Revealed: The Real Risks of Not Properly Enforcing SCA

business-962355_1280

Strong Customer Authentication (SCA) is a new requirement of the second Payment Services Directive (PSD2) in the UK and the EU. Its objective is to improve the security of electronic payments online. SCA requires banks to perform extra checks to verify the identity of consumers when they make a payment online. This is achieved through a two-factor authentication, requiring consumers to prove two of the following identification methods at checkout:

● ​Knowledge – Something they know: using a password or PIN.
● ​Possession – Something they own: using a mobile phone or card reader.
● ​Inherence – Something they are: biometrics such as a fingerprint or facial recognition.

For ecommerce businesses, this has been enforced since 1st January 2021 in most of the EEA and will be enforced from 14th March 2022 in the UK.

But what happens if you don’t enforce PSD2 Strong Customer Authentication in your business? Unfortunately, hiding from the problem will not make it go away. Payment service providers (PSPs) and banks have a legal obligation to comply with PSD2, and businesses that don’t fulfil SCA will see a world of trouble.

While SCA is the responsibility of PSPs to enforce, merchants have a big role to play in how consumer information is collected. Merchants must be proactive about implementing SCA properly. Otherwise, they may experience rising decline rates, falling conversion rates, and increasing negative customer experiences. Here, we explore the real risks of not properly enforcing SCA.

Rising decline rates
SCA’s enforcement has led to higher transaction failure rates due to the increased usage of 3DS as a solution to compliance. In July 2021, CMSPI reported that the estimated European failure rate on transactions was 24 per cent – higher than the industry objectives. But why is this happening? Because relying solely on the use of 3DS for SCA compliance increases friction at checkout. This will include more step-up authorisations and stricter verification methods.

While increased decline rates will have an obvious negative impact for merchants’ revenue, there will be further consequences that are damaging for business. Merchants know that when a quarter of transactions fail, of course not every one of those transactions will be fraudulent. In fact, a vast majority is likely not to be. But declining genuine consumers is a costly game to play.

57.6 per cent of consumers said that being declined a purchase by a retailer when there wasn’t a problem would be a reason for them to not shop with a specific online retailer again.

Ultimately, merchants risk ostracising consumers by declining genuine payments. This may discourage returning customers, leading to a further negative impact on revenue beyond the initial decline.

Merchants should therefore aim to improve their decline rate by implementing easier authentications that reduce touchpoints for consumers. Seamless SCA, which uses more data points to verify consumer identities, can encourage improved decline rates and boost revenue.

Falling conversions rates
As mentioned above, when SCA is not properly enforced, authentication can create friction and more consumer touchpoints are likely to occur. The more touchpoints that you create on your ecommerce store, the more likely it is that customers will abandon their shopping carts. In the UK, 41 per cent of shoppers have abandoned an online transaction during checkout in the past year.

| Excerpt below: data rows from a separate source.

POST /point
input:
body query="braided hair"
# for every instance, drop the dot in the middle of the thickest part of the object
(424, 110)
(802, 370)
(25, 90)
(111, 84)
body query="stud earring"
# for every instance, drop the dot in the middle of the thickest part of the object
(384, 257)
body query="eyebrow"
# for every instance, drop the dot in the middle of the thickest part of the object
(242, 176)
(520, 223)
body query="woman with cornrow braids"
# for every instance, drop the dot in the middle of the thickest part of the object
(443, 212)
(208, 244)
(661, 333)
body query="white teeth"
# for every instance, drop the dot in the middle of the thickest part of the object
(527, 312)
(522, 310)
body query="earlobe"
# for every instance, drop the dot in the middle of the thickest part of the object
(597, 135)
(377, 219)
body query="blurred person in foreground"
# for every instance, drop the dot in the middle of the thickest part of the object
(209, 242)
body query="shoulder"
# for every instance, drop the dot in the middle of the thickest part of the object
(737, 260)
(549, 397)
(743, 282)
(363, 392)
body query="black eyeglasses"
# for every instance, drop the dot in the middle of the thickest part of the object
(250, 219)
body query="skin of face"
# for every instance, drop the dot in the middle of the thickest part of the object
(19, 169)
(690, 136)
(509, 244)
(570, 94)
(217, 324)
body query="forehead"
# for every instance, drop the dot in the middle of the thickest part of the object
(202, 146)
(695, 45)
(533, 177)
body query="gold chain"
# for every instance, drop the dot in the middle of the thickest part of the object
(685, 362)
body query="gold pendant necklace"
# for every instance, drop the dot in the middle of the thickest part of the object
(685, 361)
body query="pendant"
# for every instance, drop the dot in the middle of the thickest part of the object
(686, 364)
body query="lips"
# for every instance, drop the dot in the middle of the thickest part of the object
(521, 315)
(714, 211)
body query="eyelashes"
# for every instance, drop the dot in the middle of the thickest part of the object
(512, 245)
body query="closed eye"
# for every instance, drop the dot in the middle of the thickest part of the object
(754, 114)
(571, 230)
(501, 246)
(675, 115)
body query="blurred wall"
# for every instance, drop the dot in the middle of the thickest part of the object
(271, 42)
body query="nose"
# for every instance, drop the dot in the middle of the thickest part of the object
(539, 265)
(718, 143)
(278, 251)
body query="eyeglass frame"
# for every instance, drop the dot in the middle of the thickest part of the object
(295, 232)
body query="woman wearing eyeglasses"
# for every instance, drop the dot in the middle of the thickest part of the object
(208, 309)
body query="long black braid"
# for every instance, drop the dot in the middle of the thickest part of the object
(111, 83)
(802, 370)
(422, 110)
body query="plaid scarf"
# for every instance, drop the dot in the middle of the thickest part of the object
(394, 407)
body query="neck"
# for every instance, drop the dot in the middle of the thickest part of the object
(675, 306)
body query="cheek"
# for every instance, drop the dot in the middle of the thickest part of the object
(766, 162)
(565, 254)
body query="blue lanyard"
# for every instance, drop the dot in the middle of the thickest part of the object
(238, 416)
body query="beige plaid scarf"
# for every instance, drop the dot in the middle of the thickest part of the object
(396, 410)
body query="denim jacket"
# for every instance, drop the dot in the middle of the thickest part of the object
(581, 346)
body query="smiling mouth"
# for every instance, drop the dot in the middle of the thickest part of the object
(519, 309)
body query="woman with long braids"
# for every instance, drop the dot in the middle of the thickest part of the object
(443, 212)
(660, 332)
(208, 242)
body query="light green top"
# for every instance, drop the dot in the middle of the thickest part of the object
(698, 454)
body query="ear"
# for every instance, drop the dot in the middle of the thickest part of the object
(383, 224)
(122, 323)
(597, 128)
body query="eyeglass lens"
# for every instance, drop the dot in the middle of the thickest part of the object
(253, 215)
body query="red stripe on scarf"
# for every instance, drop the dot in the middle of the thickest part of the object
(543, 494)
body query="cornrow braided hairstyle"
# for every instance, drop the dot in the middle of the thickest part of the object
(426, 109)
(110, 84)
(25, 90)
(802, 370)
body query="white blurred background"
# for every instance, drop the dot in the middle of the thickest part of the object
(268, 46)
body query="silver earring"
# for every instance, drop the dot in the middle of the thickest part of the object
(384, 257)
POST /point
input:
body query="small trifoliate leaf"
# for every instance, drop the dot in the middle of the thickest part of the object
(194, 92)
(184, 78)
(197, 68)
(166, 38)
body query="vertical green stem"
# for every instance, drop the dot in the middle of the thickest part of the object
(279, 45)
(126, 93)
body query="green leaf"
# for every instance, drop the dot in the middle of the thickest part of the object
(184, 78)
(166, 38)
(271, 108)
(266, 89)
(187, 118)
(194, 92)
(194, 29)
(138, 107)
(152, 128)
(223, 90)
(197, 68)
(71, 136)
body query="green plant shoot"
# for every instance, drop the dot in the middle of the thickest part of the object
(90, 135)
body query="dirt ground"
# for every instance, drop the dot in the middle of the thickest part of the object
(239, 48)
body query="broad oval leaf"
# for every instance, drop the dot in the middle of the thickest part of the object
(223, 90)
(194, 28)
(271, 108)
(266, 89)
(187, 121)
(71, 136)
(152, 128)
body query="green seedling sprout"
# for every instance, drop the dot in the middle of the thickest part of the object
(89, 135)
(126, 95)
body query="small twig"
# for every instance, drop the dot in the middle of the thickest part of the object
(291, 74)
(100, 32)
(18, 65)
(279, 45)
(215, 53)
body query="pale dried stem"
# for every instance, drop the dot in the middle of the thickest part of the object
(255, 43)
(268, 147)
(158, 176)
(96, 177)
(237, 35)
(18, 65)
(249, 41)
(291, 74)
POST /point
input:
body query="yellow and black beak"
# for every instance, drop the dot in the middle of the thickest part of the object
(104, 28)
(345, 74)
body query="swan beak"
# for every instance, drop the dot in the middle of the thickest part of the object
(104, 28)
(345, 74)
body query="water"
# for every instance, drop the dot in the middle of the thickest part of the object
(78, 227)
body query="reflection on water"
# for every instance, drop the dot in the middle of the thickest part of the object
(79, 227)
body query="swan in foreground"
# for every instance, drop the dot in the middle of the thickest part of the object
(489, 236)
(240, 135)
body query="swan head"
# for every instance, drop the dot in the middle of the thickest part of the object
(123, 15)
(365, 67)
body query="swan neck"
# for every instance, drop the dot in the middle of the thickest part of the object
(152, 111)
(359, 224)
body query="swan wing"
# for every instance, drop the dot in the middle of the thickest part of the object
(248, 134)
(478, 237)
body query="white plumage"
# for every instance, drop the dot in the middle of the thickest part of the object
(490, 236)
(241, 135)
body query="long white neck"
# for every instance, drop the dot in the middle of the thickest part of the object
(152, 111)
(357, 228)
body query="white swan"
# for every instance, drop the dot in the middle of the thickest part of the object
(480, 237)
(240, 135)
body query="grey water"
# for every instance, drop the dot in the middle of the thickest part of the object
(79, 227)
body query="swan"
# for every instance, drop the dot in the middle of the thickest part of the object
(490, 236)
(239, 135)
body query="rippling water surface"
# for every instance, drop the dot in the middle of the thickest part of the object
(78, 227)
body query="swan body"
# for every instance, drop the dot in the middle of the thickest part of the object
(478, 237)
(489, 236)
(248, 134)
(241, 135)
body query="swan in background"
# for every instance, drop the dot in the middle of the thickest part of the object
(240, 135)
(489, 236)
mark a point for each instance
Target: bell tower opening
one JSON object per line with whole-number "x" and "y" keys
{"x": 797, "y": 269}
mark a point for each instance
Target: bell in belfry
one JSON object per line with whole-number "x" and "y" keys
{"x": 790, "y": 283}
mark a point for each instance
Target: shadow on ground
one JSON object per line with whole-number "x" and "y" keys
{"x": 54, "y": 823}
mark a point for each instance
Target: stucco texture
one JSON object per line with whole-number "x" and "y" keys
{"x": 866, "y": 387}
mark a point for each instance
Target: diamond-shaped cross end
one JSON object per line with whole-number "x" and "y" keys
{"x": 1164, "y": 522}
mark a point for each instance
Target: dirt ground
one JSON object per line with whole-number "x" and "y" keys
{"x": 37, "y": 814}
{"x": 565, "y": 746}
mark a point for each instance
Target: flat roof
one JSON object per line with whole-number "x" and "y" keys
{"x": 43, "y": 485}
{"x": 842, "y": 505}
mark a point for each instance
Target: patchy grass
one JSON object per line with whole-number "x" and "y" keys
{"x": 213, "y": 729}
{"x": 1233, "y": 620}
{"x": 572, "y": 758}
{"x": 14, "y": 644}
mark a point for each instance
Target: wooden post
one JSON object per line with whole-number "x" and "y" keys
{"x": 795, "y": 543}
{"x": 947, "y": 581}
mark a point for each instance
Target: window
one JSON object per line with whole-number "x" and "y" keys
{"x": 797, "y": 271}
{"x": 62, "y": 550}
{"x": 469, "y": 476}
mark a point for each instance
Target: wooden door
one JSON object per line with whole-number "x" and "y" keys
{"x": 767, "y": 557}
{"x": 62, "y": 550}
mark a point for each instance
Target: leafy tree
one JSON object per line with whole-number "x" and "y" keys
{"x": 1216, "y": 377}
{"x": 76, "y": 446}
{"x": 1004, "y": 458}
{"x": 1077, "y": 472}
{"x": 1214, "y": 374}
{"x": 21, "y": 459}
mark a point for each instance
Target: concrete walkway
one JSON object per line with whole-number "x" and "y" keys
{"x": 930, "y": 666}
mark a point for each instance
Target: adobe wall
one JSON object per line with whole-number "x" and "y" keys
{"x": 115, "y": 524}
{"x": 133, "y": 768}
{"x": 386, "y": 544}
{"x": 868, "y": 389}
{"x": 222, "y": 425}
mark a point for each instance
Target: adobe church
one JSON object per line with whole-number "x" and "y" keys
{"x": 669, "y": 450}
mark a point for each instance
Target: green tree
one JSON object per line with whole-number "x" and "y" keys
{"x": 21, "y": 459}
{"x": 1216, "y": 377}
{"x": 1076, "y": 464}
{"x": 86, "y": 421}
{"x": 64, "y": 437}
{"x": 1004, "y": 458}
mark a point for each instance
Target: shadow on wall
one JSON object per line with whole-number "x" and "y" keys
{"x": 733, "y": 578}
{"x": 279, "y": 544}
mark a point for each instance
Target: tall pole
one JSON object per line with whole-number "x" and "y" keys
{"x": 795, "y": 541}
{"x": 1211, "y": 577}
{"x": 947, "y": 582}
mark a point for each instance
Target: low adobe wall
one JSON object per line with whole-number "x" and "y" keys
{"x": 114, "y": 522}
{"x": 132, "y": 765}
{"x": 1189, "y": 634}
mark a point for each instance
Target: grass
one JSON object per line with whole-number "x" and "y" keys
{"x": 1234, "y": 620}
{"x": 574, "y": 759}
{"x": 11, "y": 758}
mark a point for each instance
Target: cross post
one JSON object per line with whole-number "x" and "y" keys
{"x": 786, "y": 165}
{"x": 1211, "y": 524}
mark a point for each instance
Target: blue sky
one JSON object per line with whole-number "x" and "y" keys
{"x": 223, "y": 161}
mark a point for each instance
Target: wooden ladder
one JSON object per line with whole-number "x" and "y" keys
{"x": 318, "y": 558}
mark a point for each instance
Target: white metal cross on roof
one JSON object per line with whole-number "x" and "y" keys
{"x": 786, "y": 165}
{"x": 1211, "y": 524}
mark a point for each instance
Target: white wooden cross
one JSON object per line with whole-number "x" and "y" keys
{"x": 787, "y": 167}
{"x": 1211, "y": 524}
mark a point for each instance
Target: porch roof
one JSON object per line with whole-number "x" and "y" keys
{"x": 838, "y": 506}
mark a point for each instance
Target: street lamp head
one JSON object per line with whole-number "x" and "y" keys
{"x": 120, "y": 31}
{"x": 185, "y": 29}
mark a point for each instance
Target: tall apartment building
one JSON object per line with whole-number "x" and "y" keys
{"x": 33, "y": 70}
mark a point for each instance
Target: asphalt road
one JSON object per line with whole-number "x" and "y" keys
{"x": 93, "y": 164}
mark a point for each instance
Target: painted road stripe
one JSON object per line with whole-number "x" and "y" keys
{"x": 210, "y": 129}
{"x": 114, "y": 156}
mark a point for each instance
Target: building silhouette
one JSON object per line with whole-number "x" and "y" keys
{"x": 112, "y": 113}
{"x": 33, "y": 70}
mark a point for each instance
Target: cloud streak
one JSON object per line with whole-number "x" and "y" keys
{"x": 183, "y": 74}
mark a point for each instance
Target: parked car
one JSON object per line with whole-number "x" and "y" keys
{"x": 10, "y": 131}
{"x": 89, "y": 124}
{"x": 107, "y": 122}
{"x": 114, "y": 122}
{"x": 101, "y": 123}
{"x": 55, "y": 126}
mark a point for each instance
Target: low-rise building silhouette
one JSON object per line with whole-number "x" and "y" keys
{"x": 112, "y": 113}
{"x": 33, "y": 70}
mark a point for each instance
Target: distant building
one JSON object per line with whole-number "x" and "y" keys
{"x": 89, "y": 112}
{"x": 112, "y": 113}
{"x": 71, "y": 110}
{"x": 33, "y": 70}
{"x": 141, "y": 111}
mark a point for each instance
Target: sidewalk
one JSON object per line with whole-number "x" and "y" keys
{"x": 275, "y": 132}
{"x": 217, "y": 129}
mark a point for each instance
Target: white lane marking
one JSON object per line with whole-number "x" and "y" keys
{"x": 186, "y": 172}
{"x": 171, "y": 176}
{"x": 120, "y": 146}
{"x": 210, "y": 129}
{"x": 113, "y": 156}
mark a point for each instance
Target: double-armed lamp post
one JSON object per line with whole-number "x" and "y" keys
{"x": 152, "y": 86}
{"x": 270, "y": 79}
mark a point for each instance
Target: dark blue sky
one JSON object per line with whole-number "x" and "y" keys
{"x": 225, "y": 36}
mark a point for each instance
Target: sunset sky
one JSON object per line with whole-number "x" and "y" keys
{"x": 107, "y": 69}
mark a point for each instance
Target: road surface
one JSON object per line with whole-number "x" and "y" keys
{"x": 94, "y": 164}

Merchants must ensure that their ecommerce site is built for the latest authentication platforms, otherwise, they risk creating negative customer experiences.

Using 3DS Version 1, while it is a compliant solution to SCA, has limited capabilities. For example, biometrics are not a possible measure for SCA using 3DS1, meaning that more demanding verification methods are required. This may induce text verification codes that need manually entering or additional passwords and account verifications.

3DS1 also doesn’t recognise soft declines. When a merchant asks an issuer to authorise a payment, the issuer may return a soft decline, triggering authentication. However, with 3DS1, this payment would just be declined. The merchant would have to try again and risk cart abandonment.

Merchants should aim to have a seamless authentication strategy that complies with SCA to achieve higher conversion rates. Merchants should make sure they are on the correct version of EMV 3DS to make the best use of the opportunities that SCA offers, including biometrics, exemptions, and data analysis to achieve a frictionless authentication.